Four firms in running to build new courthouse

SAINT JOHN - Three announcements by the provincial government, which will have an impact on the future of the city, were made Wednesday.


                                        Ed Doherty

* Supply and Services Minister Ed Doherty announced four firms were shortlisted to submit proposals to build the new courthouse at Peel Plaza.

* Post-Secondary Education, Training and Labour Minister Donald Arseneault announced $250,000 for a new training program in workplace-essential skills to be delivered by the Saint John Learning Exchange.

* Environment Minister Roland Haché announced $400,000 for Saint John Transit to develop three new park-and-ride lots to support three new bus routes.

The four companies shortlisted for the courthouse project are Armco Capital Inc. of Halifax, Forum Equity Partners Inc. of Toronto, Integrated Team Solutions (Ellis Don Corp.) of Halifax and SNC-Lavalin Inc. of Montreal.

"Engaging a private-sector partner to get the Saint John courthouse project underway will not only meet the facility needs of the provincial court system and deliver the best value for taxpayer dollars, it will provide a significant number of employment opportunities during the construction period, which will begin later this summer," Doherty said.

The courthouse is to be built as a public-private partnership and the shortlisted companies will be invited to respond to a request for proposals, to be issued in the coming weeks. One developer will be selected to finance, construct, operate and maintain the facility, which will be owned by the province after 30 years.

The 13,536 square-metre courthouse will be energy efficient, with 13 courtrooms, a barristers' lounge and office space for the judiciary, court services, public prosecutions, sheriff services, Department of Public Safety and policing. Construction is expected to be complete in 2011.

The conceptual drawing, prepared by Architect Malcolm Boyd of Murdock Boyd Architects, was unveiled a year-and-a-half-ago showing a building with columns and a staircase in front, lots of windows and an angular design that avoids the boxiness that has caused controversy at other developments.

The $250,000 in training money, announced by Arseneault, will be provided over three years as part of the TIES 2 Work program.

"TIES 2 Work is a new employer-specific training approach that matches employers and potential employees through workplace-essential skills training," Arseneault said.

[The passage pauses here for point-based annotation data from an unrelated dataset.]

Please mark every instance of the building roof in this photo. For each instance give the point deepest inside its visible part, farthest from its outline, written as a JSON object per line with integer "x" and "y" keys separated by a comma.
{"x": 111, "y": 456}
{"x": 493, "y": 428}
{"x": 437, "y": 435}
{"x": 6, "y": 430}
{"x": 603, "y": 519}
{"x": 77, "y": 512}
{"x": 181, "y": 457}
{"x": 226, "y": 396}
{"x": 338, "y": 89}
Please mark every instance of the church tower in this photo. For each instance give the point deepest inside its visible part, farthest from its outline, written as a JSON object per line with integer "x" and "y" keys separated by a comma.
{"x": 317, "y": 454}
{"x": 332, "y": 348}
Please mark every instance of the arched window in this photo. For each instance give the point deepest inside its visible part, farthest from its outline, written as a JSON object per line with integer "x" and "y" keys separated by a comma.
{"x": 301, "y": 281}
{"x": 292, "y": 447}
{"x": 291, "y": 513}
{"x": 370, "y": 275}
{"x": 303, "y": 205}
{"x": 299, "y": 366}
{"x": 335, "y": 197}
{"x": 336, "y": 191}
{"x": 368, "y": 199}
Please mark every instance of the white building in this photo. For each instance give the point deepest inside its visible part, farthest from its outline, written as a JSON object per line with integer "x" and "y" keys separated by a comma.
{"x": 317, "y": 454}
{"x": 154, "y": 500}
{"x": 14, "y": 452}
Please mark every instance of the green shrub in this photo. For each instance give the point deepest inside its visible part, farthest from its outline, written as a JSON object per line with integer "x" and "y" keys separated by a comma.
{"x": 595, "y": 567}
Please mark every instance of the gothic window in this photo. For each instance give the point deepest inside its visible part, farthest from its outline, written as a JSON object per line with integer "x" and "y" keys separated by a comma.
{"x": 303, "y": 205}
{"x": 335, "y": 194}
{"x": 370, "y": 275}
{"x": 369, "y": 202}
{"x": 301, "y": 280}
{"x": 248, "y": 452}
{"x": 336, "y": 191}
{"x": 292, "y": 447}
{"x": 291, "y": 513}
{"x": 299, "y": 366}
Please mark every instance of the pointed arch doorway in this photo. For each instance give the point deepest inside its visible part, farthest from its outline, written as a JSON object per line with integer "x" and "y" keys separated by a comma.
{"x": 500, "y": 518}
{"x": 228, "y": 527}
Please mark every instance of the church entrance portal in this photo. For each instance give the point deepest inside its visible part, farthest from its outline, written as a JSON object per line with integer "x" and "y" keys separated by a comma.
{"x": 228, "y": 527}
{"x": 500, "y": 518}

"By focusing on specific, practical skills needed by employers, this program will train and place up to 24 individuals each year in positions with various local companies."

Employers will benefit from this program with reductions in the cost and risk of bringing on new employees. There is also the possibility of increased productivity as a result of having trained and screened employees. The program is an investment in the recommendations from the Benefits Blueprint Report.

The third announcement of money for Saint John Transit is part of the province's effort to reduce greenhouse gases.

"This project is consistent with the commitment made in the New Brunswick Climate Change Action Plan to develop a public transportation strategy to ensure that both urban and rural New Brunswickers have convenient alternatives to their private vehicles," Haché said.

"Since the transportation sector accounts for 25 per cent of New Brunswick's greenhouse-gas emissions, improving public transportation options will contribute to significant reductions in those emissions.

It is anticipated that the expanded service will reduce greenhouse-gas emissions by 297 tonnes annually.

"The Saint John Transit Commission is committed to facilitating public transit options for urban and rural residents of the Saint John area," said Chris Titus, chair of the transit and parking commissions.

"By creating these new park-and-ride lots to support three new bus routes, greenhouse-gas emissions will be reduced significantly, which will contribute to a greener Saint John and a more sustainable environment for New Brunswick."

The money for Saint John Transit comes from New Brunswick's portion of the federal government's Canada Eco-Trust for Clean Air and Climate Change. It provided $34-million for the New Brunswick Climate Action Fund, which will be used to support projects that are in keeping with the goals of the New Brunswick Climate Change Action Plan.

The three-year fund is dedicated to public-sector, private-sector and not-for-profit initiatives that will result in reductions or avoidance of greenhouse-gas emissions and air pollution throughout the province.